Themes

A student collects mud samples in Morecambe Bay

Natural Environment

The natural environment theme is at the centre of the ecology of the North West coastal area and its environments. The objective is to see how new data-based insights can help motivate better understanding of the complex relationship between human practice and the environment to leverage sustainable economic growth and community living. This is articulated in the development of partners interested in the topic, such as Eden North. A key goal for this theme is to make visible that relationship to the public at large in and through the design and didactic role of research. The North West is an especially interesting context for leveraging these ambitions, being not only a heavily industrialised rural economy, but also a world class tourist destination, and hence the connection between different sorts of uses and their implications for the environment and sustainability is of vital, world-wide importance. By working closely with partners like Eden North and the impacted communities, this theme is scientifically cutting edge and high impact on the public imagination.

Built Environment

The built environment theme is the focal point of various new regional developments, including new residential areas and the infrastructures that support them. Such developments, aided and supported by regional councils, including Lancaster Council and the County Council(s), with the additional guidance of the North West NHS and the University, aim to develop new housing community models that place environmentally sustainable living alongside reconfigured infrastructures. The task is not to simply build smart homes and townships, as it is to open up what might be new ways of travel, energy and waste management. Central to this is information enabled by IoT and data science as well as new material possibilities in energy and transport. As with the natural environment, the concerns of this theme are embedded in public discourse and through that, in longer-term regulation not just in the North West but throughout the UK.
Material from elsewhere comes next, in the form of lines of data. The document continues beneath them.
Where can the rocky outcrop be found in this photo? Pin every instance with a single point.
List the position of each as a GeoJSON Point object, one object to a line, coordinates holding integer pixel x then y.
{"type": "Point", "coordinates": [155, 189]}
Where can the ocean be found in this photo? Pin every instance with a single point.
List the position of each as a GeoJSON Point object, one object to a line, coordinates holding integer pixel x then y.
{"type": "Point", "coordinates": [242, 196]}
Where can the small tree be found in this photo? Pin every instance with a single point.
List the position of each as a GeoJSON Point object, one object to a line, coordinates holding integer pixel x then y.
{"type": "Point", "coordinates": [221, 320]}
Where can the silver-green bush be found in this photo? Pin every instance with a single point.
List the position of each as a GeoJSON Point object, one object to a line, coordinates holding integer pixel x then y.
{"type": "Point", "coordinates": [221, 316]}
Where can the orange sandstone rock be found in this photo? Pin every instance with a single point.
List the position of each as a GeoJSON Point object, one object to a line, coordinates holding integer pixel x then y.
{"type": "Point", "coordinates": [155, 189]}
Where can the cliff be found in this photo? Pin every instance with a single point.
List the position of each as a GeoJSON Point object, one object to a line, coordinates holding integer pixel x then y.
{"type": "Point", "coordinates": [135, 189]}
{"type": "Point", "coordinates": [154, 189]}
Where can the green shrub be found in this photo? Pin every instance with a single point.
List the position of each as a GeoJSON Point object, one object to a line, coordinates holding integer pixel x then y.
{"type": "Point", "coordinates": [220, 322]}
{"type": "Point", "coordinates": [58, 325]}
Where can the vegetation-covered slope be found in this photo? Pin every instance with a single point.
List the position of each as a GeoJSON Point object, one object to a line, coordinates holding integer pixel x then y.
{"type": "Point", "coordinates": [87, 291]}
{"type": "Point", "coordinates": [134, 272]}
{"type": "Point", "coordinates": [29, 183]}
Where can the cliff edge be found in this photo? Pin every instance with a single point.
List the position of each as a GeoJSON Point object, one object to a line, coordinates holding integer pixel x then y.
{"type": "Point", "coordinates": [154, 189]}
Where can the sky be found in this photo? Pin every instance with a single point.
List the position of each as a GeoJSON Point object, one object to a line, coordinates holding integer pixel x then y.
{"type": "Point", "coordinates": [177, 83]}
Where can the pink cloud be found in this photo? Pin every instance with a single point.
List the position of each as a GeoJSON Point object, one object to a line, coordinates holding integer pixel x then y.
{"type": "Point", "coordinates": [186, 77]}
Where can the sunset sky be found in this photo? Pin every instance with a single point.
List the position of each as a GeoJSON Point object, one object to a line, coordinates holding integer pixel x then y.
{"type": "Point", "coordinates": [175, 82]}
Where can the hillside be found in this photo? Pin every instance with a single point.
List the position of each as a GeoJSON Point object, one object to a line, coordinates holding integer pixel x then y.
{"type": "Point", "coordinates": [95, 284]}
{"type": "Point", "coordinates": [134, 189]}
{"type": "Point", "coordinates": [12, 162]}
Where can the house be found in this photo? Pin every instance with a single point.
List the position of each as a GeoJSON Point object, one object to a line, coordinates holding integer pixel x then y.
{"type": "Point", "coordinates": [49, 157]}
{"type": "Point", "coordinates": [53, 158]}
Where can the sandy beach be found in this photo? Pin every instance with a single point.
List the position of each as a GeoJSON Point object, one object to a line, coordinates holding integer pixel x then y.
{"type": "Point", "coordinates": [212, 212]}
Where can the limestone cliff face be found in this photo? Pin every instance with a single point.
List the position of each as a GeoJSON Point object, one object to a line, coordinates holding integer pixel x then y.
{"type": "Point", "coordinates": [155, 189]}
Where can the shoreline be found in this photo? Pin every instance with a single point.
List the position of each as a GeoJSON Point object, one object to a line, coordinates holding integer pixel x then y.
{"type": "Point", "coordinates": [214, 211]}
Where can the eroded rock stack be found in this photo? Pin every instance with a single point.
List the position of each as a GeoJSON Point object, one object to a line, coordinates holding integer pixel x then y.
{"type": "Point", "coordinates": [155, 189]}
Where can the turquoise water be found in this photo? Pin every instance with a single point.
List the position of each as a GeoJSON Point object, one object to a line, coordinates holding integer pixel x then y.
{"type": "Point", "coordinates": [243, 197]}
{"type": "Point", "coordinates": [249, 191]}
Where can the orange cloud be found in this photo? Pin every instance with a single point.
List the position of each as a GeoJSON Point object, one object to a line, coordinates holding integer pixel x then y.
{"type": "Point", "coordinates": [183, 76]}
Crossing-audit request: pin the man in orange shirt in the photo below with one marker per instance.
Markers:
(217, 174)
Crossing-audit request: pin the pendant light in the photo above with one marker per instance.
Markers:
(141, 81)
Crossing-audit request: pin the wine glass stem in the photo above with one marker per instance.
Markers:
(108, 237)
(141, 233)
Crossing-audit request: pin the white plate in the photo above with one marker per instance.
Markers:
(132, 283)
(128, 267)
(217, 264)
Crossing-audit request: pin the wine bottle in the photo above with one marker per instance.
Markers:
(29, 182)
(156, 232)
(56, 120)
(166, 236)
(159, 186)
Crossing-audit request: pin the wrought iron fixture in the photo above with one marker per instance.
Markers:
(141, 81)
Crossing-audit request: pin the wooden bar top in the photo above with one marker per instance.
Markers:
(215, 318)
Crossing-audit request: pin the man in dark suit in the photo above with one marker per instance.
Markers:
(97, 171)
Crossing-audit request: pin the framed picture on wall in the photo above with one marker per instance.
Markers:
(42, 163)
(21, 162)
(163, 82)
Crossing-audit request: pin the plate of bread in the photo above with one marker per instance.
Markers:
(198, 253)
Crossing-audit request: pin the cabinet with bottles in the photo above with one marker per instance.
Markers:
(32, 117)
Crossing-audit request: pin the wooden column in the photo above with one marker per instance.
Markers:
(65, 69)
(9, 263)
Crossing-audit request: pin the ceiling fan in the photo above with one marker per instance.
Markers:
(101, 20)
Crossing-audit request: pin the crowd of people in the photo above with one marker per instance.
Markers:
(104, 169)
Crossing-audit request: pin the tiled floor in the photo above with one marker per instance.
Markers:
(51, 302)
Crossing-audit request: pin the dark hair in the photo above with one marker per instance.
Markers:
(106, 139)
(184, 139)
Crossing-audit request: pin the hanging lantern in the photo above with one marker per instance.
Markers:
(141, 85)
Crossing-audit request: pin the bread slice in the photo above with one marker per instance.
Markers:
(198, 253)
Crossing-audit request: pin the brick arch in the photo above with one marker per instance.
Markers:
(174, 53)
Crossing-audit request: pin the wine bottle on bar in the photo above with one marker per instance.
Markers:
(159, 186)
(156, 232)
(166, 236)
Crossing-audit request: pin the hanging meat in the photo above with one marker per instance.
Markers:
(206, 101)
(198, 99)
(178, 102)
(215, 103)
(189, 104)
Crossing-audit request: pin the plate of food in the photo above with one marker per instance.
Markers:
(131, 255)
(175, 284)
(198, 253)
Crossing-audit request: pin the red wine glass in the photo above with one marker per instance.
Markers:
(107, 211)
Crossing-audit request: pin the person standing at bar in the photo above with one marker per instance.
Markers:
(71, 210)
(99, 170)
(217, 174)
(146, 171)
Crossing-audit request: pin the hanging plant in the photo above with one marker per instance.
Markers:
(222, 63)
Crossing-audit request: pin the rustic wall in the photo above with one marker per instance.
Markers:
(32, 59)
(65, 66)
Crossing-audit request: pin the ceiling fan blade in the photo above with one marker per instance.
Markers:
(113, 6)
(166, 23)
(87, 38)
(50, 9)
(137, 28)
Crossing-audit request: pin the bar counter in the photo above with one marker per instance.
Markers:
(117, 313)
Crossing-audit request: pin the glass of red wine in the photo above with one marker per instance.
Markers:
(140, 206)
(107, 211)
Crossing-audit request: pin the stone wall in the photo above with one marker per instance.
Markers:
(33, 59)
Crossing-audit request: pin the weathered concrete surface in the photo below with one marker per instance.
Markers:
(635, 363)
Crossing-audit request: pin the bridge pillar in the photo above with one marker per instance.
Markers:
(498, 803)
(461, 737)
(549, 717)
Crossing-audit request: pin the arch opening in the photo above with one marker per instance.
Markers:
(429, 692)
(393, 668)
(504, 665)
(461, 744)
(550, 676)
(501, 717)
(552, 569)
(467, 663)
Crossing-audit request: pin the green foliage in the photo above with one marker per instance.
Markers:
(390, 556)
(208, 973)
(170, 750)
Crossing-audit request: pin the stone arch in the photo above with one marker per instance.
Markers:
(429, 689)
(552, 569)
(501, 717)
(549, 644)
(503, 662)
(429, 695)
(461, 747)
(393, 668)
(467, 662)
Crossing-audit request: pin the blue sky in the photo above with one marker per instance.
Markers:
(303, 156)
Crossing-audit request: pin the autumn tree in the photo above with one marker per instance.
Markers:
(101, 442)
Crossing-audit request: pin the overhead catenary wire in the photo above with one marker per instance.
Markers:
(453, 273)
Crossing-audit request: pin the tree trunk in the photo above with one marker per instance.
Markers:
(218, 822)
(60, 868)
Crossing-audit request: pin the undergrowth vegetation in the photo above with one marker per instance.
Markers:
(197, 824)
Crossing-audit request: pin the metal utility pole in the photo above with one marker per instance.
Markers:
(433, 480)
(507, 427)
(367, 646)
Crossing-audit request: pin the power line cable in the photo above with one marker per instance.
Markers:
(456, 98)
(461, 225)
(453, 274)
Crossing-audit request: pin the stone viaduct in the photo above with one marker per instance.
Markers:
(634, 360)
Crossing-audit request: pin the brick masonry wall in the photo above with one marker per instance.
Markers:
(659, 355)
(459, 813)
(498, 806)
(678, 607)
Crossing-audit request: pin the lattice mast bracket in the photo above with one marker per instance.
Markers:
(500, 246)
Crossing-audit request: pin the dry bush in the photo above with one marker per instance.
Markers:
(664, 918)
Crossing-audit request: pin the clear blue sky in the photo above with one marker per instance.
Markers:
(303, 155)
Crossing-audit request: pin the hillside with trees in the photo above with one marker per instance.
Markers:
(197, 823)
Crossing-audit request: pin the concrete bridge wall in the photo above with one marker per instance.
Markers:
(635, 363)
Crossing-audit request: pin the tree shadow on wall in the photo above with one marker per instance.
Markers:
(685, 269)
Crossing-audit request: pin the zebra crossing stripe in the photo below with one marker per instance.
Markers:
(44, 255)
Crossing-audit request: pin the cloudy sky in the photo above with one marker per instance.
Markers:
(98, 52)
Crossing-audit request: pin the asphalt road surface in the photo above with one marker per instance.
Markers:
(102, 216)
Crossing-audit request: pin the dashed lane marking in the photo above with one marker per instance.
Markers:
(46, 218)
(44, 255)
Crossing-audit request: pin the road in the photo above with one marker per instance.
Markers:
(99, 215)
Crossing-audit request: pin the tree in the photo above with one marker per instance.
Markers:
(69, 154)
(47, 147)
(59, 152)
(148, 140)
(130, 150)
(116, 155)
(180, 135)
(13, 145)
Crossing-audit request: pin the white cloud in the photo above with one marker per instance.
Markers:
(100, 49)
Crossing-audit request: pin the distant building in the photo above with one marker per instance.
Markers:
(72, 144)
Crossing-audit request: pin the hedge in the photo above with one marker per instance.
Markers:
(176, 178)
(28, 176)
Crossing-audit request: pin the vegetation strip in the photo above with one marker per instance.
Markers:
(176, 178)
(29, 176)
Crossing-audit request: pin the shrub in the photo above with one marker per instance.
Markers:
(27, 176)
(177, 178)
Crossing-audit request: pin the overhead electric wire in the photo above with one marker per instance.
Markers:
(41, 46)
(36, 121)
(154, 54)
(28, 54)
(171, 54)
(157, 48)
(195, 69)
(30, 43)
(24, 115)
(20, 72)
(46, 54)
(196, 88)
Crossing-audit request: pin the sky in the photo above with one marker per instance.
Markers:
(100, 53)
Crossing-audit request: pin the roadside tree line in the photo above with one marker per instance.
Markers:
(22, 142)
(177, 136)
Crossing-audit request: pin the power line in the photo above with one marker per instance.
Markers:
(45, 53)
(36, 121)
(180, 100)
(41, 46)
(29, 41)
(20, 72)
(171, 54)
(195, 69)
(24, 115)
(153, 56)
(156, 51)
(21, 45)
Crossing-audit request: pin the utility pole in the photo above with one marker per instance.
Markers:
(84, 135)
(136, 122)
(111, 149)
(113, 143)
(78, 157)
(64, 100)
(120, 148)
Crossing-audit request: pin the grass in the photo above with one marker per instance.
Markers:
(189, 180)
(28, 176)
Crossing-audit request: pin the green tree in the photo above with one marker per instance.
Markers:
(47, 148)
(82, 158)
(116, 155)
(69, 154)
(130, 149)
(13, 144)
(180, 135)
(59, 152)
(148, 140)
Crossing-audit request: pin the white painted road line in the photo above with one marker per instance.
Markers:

One of the streets in Lancaster city centre
A person jogging through the woods

Healthy Living

Both the natural and built environment themes feed into and underscore the healthy living theme. To be healthy in the vision of the FPC is not a question of medical intervention, it is a question of how understanding of places can shape our ways of living. The emergence of IoT tools and techniques allow new measures of human health and its relationship to place to emerge. Through working with its partners and local communities, the centre explores new ways of uncovering relevant data on the healthy life, both as a lived experience, and as a consequence of better custodial practices with the environment. Again, the unique setting of the North West, with poor personal health medians and diverse land use and industrial practices, makes this theme not only impactful, but of national significance.